China’s Soybean Imports Down in April

Supply shortages started to ease at China's southern ports as more cargoes arrived

China’s Soybean Imports Were Down in April  

  • According to customs data, April soybean imports fell 12% from last year as bad weather delayed cargoes from Brazil. 
  • Soybean imports of 6.716 million tonnes in April were down from 7.64 million tonnes a year ago, but were higher than the 4.28 million tonnes in March.
  • China's weekly soybean stocks as of 5/6/20 rose to 4.26 million tonnes, up from 3.31 million tonnes in late March, the lowest since at least 2010. 
  • Weekly soymeal inventories were at 185,500 tonnes, after hitting a record low on April 19. 

FBN’s Take On What It Means: Supply shortages started to ease at China's southern ports in the second half of April as more cargoes began to arrive due to improved weather conditions in Brazil. A large volume of beans are expected to land in May and June as the number of shipments from Brazil hit a record high in March and April.
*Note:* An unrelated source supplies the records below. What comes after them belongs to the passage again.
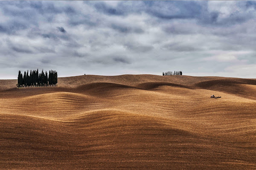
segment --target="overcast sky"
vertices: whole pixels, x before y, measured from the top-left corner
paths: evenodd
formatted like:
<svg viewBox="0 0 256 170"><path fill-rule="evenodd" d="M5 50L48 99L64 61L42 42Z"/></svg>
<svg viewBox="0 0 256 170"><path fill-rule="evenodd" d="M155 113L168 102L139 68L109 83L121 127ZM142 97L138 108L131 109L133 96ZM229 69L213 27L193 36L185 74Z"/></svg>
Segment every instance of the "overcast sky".
<svg viewBox="0 0 256 170"><path fill-rule="evenodd" d="M183 74L256 78L256 1L0 1L0 79Z"/></svg>

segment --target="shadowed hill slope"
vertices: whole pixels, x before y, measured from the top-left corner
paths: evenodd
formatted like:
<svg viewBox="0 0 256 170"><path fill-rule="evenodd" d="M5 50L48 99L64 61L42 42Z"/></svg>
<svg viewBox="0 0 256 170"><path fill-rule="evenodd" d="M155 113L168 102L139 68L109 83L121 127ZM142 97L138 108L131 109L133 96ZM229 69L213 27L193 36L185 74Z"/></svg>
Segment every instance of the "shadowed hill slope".
<svg viewBox="0 0 256 170"><path fill-rule="evenodd" d="M255 81L86 75L6 85L0 169L256 169Z"/></svg>

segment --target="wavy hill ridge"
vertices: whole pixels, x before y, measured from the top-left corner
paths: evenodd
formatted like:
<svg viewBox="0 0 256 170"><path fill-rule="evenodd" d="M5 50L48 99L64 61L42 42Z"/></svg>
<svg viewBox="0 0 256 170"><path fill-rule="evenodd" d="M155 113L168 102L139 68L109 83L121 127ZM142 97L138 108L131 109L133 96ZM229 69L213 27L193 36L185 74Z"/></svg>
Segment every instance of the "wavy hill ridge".
<svg viewBox="0 0 256 170"><path fill-rule="evenodd" d="M58 80L0 80L0 169L256 169L254 79Z"/></svg>

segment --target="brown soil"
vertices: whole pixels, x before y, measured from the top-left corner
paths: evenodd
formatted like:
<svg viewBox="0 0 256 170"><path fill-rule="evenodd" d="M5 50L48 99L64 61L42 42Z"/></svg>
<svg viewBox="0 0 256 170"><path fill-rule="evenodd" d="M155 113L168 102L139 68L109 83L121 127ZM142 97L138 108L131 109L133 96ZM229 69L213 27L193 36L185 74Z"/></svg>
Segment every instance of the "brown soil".
<svg viewBox="0 0 256 170"><path fill-rule="evenodd" d="M58 82L0 80L0 169L256 169L255 79Z"/></svg>

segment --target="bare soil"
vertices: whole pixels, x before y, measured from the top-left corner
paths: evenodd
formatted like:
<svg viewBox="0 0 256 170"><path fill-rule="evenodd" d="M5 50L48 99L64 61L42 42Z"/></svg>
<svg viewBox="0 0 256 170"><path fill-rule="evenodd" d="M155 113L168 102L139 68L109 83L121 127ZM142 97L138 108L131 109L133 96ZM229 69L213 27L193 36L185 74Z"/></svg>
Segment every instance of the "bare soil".
<svg viewBox="0 0 256 170"><path fill-rule="evenodd" d="M0 80L0 169L256 169L256 80ZM211 99L210 96L221 96Z"/></svg>

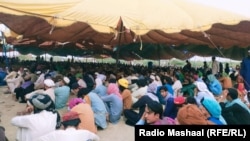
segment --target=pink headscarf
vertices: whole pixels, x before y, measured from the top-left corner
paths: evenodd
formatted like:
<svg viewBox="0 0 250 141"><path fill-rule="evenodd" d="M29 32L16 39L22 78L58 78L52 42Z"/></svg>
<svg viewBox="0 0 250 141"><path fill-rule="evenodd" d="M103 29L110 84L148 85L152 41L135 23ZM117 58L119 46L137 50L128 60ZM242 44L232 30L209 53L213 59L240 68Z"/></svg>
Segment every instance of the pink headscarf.
<svg viewBox="0 0 250 141"><path fill-rule="evenodd" d="M109 83L108 88L107 88L107 93L108 93L108 95L110 95L110 94L115 94L115 95L117 95L119 98L122 99L122 96L121 96L121 94L120 94L120 92L119 92L118 85L115 84L115 83Z"/></svg>
<svg viewBox="0 0 250 141"><path fill-rule="evenodd" d="M81 99L81 98L72 98L69 101L69 108L72 109L73 107L75 107L79 103L84 103L83 99Z"/></svg>

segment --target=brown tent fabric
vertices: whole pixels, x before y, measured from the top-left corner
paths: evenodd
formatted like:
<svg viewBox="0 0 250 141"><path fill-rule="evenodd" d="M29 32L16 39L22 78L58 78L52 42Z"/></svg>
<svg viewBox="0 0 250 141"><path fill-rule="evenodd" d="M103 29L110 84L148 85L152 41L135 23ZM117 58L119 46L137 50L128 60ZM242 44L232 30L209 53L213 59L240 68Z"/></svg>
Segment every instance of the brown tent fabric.
<svg viewBox="0 0 250 141"><path fill-rule="evenodd" d="M77 53L80 52L79 55L88 50L90 54L91 51L92 54L99 55L106 52L105 54L110 53L109 55L112 56L113 49L116 47L142 42L176 47L173 49L177 51L173 51L173 49L163 51L166 54L160 55L160 59L169 59L171 57L184 59L183 55L176 54L188 51L190 57L194 54L218 55L240 60L245 55L245 50L250 47L250 21L242 21L237 25L214 24L211 29L205 32L184 30L179 33L168 34L163 31L152 30L141 36L135 36L132 31L122 32L121 34L100 33L82 22L67 27L54 28L47 21L37 17L15 16L6 13L0 13L0 22L15 33L22 35L21 39L7 38L7 42L15 45L18 50L23 50L24 46L32 46L56 52L56 49L60 50L60 48L65 47L64 43L69 42L68 48L74 49ZM117 30L125 31L126 29L118 25ZM65 49L60 51L65 51ZM125 52L121 52L121 57L138 59L138 56L133 57L136 56L133 53L129 55L129 53L125 54ZM237 55L233 54L235 52L237 52ZM159 55L151 55L149 59L159 59Z"/></svg>

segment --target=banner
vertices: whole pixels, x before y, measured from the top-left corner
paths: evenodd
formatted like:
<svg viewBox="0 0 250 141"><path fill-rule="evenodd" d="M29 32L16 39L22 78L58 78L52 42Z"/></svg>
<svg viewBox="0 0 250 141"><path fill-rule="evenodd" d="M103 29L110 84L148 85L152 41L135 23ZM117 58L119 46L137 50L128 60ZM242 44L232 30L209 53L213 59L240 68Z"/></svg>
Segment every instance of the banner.
<svg viewBox="0 0 250 141"><path fill-rule="evenodd" d="M218 140L218 139L237 139L250 140L250 126L200 126L200 125L136 125L135 141L143 139L157 139L157 141L166 141L166 139L195 139L195 140Z"/></svg>

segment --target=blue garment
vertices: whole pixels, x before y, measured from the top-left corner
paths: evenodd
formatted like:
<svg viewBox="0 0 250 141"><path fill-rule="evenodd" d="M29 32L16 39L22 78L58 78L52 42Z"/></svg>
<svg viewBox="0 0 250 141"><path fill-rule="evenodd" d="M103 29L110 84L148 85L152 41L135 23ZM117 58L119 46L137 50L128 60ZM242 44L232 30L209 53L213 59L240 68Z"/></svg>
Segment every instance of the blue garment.
<svg viewBox="0 0 250 141"><path fill-rule="evenodd" d="M208 75L208 89L214 94L214 95L220 95L222 94L222 85L219 82L218 79L215 78L213 74Z"/></svg>
<svg viewBox="0 0 250 141"><path fill-rule="evenodd" d="M70 95L69 86L61 86L55 88L55 106L56 109L64 108L68 102Z"/></svg>
<svg viewBox="0 0 250 141"><path fill-rule="evenodd" d="M102 100L107 103L107 110L109 113L109 120L111 123L118 123L121 118L123 103L122 99L115 94L102 96Z"/></svg>
<svg viewBox="0 0 250 141"><path fill-rule="evenodd" d="M176 105L174 104L174 97L173 96L168 97L166 104L165 104L163 116L175 119L177 116L177 112L178 112L178 109Z"/></svg>
<svg viewBox="0 0 250 141"><path fill-rule="evenodd" d="M230 106L232 106L232 105L234 105L234 104L239 104L242 108L244 108L246 111L248 111L249 113L250 113L250 110L249 110L249 108L247 107L247 105L245 104L245 103L243 103L239 98L237 98L237 99L234 99L233 101L231 101L231 102L227 102L226 103L226 107L230 107Z"/></svg>
<svg viewBox="0 0 250 141"><path fill-rule="evenodd" d="M209 117L208 120L211 121L211 122L213 122L216 125L225 125L218 118L215 118L215 117Z"/></svg>
<svg viewBox="0 0 250 141"><path fill-rule="evenodd" d="M107 96L107 87L105 87L104 85L99 85L95 87L93 92L98 94L99 96Z"/></svg>
<svg viewBox="0 0 250 141"><path fill-rule="evenodd" d="M0 71L0 86L5 86L7 84L6 81L4 81L6 75L7 75L6 72Z"/></svg>
<svg viewBox="0 0 250 141"><path fill-rule="evenodd" d="M88 94L91 101L91 108L94 112L95 123L97 126L107 128L106 114L108 113L103 100L94 92Z"/></svg>
<svg viewBox="0 0 250 141"><path fill-rule="evenodd" d="M165 84L164 86L167 88L168 93L169 93L170 95L174 95L174 89L172 88L172 86L171 86L170 84ZM162 87L162 86L158 86L158 87L157 87L156 96L158 97L158 99L159 99L159 101L160 101L161 104L165 104L166 101L164 100L164 97L162 97L161 92L160 92L160 88L161 88L161 87Z"/></svg>

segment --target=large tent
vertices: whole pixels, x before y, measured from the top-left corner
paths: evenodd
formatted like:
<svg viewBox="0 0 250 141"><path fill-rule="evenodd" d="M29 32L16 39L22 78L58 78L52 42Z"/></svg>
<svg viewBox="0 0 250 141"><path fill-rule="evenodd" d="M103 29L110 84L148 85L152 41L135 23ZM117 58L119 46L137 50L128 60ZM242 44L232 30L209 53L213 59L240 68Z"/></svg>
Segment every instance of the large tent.
<svg viewBox="0 0 250 141"><path fill-rule="evenodd" d="M155 9L149 9L150 6ZM0 22L16 33L7 38L7 42L21 52L46 50L63 55L62 52L69 53L70 48L71 54L80 56L86 52L112 56L114 48L120 51L120 46L138 43L141 52L136 54L150 52L157 46L165 50L166 55L160 55L163 59L183 59L187 52L190 57L212 54L240 59L240 55L232 55L232 50L244 52L250 45L247 17L190 0L146 3L140 0L126 3L121 0L0 0L0 11ZM145 11L150 12L143 16ZM189 13L183 14L183 11ZM136 56L128 56L135 53L131 47L125 50L123 52L130 53L118 57L133 59ZM159 59L159 55L152 55L144 58Z"/></svg>

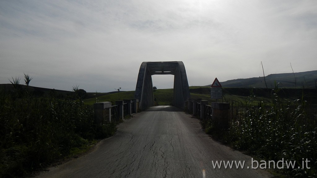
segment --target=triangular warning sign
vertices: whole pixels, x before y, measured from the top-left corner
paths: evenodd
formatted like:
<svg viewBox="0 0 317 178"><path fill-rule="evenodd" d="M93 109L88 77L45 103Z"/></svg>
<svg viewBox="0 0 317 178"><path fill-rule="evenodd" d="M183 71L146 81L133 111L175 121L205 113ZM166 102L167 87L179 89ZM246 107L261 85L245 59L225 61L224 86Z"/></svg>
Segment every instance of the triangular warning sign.
<svg viewBox="0 0 317 178"><path fill-rule="evenodd" d="M217 77L216 77L216 79L215 79L214 82L211 84L211 87L222 87L222 86L221 86L221 84L220 84L219 80L218 80Z"/></svg>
Imports from the US might not rise significantly in the short term, but are expected to increase in the future as supplies from other origins are diminished. 

 

Cold Snap May Damage Some Crops  

  • The cold temps could damage some of the recently emerged summer crops in the Midwest and may raise some threat to soft wheat.
  • Newly emerged corn in the upper Midwest will feel the effects of frost and freezes Friday and Saturday mornings.
  • Freezing temps may also occur southward into a part of Iowa, extreme northern Missouri, northern and central Illinois and northern Indiana Saturday morning.
  • SRW in the Corn Belt is the boot to heading stage and temps below 30 could hurt more advanced crops.

FBN’s Take On What It Means: Crops will begin to develop again as weather conditions improve next week. Some replanting may take place even though crops would likely recover. It does not look like hard freezes will be widespread enough to cause significant damage to the soft wheat crop, but depending on how cold and how far south temperatures dip, some damage can occur.